Four bottles of kosher wine later… Okay, my head has finally stopped swimming from the zany drinking game that is Passover. I think (I hope) all would agree it was a success. Here, for those unable to attend, are the edited highlights (in no particular order):

- The search for horseradish. Did you know that it’s almost completely impossible to find horseradish in Durham? (Except in a creamy sauce, that is.) Five supermarkets later, success… a tiny piece of horseradish.

- My mother scamming yarmulkes from the local synagogue. This involved an elaborate tissue of lies and a waiting automobile, engine running.

- Aaron’s “rod”. Say no more.

- Pinky’s incredible Passover apple pie. Thanks! I think this was the high point.

- The woman at the checkout at Wellspring, when I tried to tell her that the shankbone we’d been given at the butcher’s counter was free. “Oh, yeah, I’ve been getting those all day. What are they for?”

- Rick! being rabbinical.

- Sha Sha as the wicked child.

Posted by B. W. Ventril in Miscellanea

 

6 Responses to “Passover Post Mortem”

  1. pinky says:
    You know - it really *is* a drinking game, and that just cracks me up.
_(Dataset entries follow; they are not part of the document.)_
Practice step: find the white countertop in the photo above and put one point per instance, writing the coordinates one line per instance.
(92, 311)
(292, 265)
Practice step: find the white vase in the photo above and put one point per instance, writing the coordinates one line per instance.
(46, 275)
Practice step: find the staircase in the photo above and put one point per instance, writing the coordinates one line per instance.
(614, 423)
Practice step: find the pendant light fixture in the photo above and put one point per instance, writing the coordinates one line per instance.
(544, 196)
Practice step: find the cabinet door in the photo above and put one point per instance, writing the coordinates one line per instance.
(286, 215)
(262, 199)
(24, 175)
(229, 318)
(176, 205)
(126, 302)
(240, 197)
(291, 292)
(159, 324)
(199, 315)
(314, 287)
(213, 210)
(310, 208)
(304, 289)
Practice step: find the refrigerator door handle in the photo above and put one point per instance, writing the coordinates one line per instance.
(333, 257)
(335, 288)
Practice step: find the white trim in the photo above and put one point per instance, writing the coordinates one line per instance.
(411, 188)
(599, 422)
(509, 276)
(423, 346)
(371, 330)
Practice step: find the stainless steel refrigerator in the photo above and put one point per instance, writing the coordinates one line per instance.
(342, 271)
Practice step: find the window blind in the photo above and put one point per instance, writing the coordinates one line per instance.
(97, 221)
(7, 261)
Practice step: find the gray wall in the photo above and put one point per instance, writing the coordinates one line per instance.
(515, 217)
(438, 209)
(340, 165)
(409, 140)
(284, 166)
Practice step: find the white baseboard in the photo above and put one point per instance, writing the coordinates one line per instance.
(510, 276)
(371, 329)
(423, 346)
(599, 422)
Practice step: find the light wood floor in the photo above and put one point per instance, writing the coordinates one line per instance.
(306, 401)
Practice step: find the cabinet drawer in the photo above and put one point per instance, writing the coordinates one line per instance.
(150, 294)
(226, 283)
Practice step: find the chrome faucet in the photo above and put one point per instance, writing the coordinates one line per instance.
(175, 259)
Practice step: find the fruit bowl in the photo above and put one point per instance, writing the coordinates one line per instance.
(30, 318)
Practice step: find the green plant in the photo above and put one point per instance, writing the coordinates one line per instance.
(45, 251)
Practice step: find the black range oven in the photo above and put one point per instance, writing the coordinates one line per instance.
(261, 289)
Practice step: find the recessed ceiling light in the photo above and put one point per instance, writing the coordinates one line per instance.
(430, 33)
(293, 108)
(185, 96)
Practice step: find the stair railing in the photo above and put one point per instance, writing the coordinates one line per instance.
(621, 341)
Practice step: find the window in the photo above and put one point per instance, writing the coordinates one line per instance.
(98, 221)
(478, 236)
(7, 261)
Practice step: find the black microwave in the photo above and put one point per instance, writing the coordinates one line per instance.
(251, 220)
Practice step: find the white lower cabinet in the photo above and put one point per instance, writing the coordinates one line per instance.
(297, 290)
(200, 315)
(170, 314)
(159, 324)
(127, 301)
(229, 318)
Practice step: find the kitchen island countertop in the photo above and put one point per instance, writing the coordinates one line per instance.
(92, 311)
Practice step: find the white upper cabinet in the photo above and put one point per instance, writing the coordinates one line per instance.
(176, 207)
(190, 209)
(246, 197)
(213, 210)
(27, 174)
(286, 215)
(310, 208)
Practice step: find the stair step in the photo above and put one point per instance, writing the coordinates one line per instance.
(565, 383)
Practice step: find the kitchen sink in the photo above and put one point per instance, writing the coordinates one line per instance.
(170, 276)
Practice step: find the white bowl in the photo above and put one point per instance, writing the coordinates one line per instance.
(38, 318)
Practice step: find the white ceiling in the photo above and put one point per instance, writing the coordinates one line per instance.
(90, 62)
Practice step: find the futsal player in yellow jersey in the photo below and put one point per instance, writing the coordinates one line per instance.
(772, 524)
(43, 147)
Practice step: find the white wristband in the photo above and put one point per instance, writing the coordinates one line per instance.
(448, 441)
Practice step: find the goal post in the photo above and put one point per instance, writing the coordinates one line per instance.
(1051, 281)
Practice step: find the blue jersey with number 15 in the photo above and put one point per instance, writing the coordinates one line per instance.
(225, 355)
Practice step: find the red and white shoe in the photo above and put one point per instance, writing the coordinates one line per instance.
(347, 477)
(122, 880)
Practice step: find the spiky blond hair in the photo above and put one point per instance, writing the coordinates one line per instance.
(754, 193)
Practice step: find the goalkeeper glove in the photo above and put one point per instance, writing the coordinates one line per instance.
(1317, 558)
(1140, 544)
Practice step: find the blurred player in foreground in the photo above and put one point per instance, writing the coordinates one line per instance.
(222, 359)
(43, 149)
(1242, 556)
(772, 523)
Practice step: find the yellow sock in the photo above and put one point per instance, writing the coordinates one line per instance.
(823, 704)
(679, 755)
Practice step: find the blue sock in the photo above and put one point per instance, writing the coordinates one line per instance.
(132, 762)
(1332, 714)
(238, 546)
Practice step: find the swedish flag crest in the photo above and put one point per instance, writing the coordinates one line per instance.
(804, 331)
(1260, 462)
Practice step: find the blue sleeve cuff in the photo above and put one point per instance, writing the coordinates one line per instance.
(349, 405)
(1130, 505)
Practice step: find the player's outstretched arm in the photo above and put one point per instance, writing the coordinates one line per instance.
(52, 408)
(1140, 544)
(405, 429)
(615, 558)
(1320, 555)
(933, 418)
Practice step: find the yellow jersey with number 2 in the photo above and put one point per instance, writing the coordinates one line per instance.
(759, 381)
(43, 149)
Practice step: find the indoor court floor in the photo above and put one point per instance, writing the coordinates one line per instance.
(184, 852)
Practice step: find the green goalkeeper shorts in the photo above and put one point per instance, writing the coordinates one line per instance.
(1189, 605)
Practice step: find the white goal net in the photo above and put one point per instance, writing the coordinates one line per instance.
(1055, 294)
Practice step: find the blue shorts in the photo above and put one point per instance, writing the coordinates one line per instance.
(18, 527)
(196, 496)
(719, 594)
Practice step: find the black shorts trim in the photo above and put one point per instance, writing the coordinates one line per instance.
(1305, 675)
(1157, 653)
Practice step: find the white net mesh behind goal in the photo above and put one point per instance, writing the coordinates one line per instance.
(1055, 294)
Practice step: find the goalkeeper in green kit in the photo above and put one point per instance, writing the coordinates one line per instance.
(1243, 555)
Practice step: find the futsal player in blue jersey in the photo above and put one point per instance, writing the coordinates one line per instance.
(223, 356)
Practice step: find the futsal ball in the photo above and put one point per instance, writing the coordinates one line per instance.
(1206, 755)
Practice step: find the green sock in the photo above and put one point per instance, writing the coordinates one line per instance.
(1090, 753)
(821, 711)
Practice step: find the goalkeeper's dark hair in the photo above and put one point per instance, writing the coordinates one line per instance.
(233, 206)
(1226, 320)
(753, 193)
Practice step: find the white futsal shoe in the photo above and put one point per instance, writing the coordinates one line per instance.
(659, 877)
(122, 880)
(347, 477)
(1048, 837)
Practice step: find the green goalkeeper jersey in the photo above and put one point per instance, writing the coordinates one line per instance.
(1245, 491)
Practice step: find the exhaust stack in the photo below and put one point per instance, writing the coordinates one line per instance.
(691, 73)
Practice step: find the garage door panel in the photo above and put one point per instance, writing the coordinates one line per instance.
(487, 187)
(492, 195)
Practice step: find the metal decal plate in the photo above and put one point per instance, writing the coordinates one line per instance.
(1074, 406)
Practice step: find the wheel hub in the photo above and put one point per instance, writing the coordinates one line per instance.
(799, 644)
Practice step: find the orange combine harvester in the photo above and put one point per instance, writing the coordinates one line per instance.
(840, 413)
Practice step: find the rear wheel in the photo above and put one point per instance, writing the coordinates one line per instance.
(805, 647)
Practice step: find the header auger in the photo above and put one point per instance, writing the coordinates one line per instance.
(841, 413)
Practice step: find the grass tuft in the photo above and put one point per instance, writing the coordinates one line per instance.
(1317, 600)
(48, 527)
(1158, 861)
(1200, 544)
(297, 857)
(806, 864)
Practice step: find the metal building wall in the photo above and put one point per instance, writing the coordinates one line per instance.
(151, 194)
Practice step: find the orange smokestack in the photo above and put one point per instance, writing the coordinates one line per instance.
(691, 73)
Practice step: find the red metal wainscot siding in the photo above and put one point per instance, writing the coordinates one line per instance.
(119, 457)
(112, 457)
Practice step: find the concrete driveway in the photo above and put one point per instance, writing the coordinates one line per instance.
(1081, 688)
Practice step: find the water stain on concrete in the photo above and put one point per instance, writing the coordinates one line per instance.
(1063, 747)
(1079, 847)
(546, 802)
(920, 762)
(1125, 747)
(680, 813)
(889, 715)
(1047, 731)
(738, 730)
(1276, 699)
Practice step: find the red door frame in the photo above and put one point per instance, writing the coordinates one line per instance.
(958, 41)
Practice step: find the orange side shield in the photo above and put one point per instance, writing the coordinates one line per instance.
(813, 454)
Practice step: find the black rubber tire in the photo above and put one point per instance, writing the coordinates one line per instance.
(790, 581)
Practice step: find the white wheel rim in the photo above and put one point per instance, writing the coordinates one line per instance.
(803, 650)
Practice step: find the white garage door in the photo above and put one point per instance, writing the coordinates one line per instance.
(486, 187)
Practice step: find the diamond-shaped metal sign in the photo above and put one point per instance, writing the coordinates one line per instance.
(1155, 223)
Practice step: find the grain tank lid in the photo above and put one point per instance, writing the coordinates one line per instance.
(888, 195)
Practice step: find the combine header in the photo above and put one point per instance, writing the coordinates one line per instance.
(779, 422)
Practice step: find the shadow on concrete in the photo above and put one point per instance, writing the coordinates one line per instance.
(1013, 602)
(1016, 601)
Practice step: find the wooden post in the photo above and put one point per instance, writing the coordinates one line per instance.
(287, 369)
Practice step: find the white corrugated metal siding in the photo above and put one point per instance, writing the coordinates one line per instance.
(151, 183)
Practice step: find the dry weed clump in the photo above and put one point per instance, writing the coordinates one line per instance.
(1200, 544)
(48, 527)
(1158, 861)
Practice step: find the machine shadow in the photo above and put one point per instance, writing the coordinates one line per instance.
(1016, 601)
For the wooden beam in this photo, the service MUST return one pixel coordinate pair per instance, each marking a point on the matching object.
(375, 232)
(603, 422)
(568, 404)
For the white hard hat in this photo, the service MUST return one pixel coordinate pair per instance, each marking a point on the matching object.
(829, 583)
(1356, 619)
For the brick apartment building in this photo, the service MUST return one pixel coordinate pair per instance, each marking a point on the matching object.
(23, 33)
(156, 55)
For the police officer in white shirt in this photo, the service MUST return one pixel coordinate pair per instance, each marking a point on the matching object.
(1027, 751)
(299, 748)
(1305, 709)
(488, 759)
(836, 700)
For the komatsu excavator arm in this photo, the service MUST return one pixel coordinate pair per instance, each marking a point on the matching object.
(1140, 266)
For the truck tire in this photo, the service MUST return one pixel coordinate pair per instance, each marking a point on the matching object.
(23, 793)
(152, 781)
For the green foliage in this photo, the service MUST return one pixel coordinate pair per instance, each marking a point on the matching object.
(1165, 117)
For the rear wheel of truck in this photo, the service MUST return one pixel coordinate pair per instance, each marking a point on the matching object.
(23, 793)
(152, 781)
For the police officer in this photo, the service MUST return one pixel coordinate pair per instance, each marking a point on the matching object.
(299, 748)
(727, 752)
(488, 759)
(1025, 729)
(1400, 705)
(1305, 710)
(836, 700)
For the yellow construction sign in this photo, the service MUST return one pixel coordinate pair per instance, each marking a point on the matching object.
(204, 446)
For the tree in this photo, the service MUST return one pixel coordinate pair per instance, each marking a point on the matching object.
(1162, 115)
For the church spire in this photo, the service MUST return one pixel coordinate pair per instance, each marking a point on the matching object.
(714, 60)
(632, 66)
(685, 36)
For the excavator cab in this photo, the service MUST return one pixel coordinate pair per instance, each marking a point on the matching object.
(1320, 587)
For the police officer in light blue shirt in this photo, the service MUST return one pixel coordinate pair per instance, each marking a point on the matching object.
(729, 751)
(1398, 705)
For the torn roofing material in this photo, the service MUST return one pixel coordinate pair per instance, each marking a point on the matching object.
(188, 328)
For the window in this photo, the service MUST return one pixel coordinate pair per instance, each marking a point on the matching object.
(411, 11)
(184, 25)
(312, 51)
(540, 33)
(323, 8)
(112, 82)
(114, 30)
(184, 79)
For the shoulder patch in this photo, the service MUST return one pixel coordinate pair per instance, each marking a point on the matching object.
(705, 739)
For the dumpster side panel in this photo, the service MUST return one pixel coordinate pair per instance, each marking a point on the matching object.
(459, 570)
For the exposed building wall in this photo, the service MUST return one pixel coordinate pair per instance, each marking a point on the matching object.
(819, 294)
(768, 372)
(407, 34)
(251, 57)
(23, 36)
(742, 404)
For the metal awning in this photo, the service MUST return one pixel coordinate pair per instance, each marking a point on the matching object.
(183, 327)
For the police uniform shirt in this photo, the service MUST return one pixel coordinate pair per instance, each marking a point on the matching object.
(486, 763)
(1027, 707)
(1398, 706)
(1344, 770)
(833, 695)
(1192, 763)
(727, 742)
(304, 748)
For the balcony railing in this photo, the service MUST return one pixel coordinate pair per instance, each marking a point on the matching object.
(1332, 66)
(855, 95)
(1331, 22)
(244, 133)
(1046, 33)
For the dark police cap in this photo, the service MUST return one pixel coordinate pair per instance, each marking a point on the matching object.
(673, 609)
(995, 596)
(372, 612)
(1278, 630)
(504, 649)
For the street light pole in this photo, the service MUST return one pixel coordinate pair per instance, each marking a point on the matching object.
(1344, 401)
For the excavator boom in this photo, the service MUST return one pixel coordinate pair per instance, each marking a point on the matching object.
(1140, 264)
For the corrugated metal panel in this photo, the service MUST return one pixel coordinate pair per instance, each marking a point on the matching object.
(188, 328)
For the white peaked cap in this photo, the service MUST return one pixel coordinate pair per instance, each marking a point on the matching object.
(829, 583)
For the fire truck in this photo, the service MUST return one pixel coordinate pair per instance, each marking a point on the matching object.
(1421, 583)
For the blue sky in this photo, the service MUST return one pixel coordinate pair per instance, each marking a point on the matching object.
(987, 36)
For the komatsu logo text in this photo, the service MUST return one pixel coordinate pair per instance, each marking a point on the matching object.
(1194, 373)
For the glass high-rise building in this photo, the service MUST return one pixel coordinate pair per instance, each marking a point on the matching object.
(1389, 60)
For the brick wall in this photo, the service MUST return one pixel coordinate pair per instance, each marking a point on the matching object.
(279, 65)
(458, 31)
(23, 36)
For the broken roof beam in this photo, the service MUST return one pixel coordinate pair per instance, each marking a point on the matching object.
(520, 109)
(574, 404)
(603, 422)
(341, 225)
    We always used the actual horseradish root on the big plate, and then the violently-pink kind on the little plates. But who really needs that much horseradish?

  2. dickumbrage says:
    rabinnical?

  3. B. W. Ventril says:
    Hell yes you were rabbinical. In a drunken way, that is.

  4. dickumbrage says:
    because i made stuff levitate? or because i tried to correct the text as i read it?

  5. pinky says:
    the levitation was *awesome*.

  6. B. W. Ventril says:
    Dick Umbrage: a little from column A, a little from column B. That and your over all air of gravitas.